Returns an overall pass/fail and details 對每個 gate.
"""
results = {
"overall_pass": True,
"blocking_failures": [],
"warnings": [],
"details": [],
}
for gate in gates:
value = measurements.get(gate.name, 0.0)
# Different gates have different pass conditions
if gate.check_type == "pre":
# Pre-checks: value should be below threshold (e.g., toxicity < 1%)
passed = value <= gate.threshold
elif gate.check_type == "during":
# During checks: depends on metric type
if "spike" in gate.name:
passed = value <= gate.threshold
else:
passed = value >= gate.threshold
else:
# Post checks: value should exceed threshold
passed = value >= gate.threshold
detail = {
"gate": gate.name,
"type": gate.check_type,
"value": value,
"threshold": gate.threshold,
"passed": passed,
"blocking": gate.blocking,
}
results["details"].append(detail)
if not passed:
if gate.blocking:
results["overall_pass"] = False
results["blocking_failures"].append(gate.name)
else:
results["warnings"].append(gate.name)
return results
# Demonstration: safe 微調 run
safe_measurements = {
"data_toxicity_scan": 0.005, # 0.5% toxicity (below 1% threshold)
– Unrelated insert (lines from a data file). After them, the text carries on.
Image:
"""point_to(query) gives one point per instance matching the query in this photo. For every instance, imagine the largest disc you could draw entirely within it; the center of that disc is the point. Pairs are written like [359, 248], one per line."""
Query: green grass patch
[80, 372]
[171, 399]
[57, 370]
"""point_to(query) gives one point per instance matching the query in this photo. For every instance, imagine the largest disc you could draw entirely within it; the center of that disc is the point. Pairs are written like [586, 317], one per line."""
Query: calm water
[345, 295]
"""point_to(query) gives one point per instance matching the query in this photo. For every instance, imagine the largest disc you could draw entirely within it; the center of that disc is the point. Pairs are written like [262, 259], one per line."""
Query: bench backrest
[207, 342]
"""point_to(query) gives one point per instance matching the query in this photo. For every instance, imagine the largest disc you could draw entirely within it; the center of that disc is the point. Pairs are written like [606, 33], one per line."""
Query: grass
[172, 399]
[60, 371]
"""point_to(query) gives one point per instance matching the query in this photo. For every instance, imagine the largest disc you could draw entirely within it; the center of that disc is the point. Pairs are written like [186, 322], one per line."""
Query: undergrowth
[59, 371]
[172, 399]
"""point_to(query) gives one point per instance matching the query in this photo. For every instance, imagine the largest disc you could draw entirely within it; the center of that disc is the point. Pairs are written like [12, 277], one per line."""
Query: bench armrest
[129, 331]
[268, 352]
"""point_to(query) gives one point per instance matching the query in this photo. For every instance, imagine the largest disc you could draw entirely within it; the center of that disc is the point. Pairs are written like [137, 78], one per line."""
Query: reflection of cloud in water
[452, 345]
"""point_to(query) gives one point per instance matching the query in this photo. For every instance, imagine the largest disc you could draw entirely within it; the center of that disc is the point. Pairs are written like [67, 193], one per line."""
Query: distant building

"data_diversity_check": 0.7, # Good diversity
"loss_spike_monitor": 1.5, # Normal loss variation
"safety_probe_evaluation": 0.85, # 安全 maintained
"full_safety_benchmark": 0.88, # Above 80% threshold
"capability_regression": 0.95, # Minimal regression
"memorization_test": 0.02, # Low memorization
}
safe_result = evaluate_safety_gates(SAFETY_GATES, safe_measurements)
print(f"Safe run: pass={safe_result['overall_pass']}")
print(f" Warnings: {safe_result['warnings']}")
# Demonstration: unsafe 微調 run
unsafe_measurements = {
"data_toxicity_scan": 0.005,
"data_diversity_check": 0.3, # Low diversity (warning)
"loss_spike_monitor": 1.2,
"safety_probe_evaluation": 0.45, # 安全 degraded!
"full_safety_benchmark": 0.55, # Below threshold!
"capability_regression": 0.92,
"memorization_test": 0.08, # High memorization (warning)
}
unsafe_result = evaluate_safety_gates(SAFETY_GATES, unsafe_measurements)
print(f"\nUnsafe run: pass={unsafe_result['overall_pass']}")
print(f" Blocking failures: {unsafe_result['blocking_failures']}")
print(f" Warnings: {unsafe_result['warnings']}")Recommendations for Phase-Appropriate 安全
Decision Framework
| Decision Point | Pre-訓練 Recommendation | 微調 Recommendation |
|---|---|---|
| Data validation | Statistical sampling at scale | 範例-level inspection |
| Compute 安全 | Long-term access controls | Session-based access controls |
| 安全 監控 | Canary-based, periodic eval | Continuous 安全 probes |
| Rollback strategy | Checkpoint-based | Version-controlled datasets + checkpoints |
| Access control | Infrastructure team only | Restrict to authorized personnel |
| 資料投毒 防禦 | Deduplication + filtering at scale | Content filtering + 安全 gates |
| Post-訓練 validation | Capability benchmarks | 安全 benchmarks + behavioral 測試 |
關鍵要點
-
微調 is the weakest link: Despite pre-訓練 consuming vastly more resources, 微調 is where 安全 對齊 is most vulnerable. 安全 investment should be disproportionately allocated to 微調 防禦.
-
Parameter-efficient methods reduce 攻擊面: LoRA, prefix tuning, and other PEFT methods modify fewer parameters, limiting the damage from 對抗性 微調. They are not a complete 防禦 but significantly raise the bar.
-
Continuous 安全 監控 is essential: 安全 cannot be verified once and assumed to persist. Both phases require ongoing 監控, with 微調 requiring more frequent and stringent checks.
-
防禦 asymmetry requires layered approaches: Since attacks at any phase can undermine 安全, 防禦 must be layered across all phases. No single phase's 防禦 can compensate for gaps in another phase.
參考文獻
- Qi, X., et al. (2024). "微調 Aligned Language Models Compromises 安全, Even When Users Do Not Intend To." ICLR 2024.
- Carlini, N., et al. (2021). "Extracting Training Data from Large Language Models." USENIX 安全 Symposium 2021.
- Hu, E., et al. (2022). "LoRA: Low-Rank Adaptation of Large Language Models." ICLR 2022.
- Ouyang, L., et al. (2022). "Training language models to follow instructions with human feedback." NeurIPS 2022.
- Hubinger, E., et al. (2024). "Sleeper 代理: Training Deceptive LLMs That Persist Through 安全 Training." arXiv:2401.05566.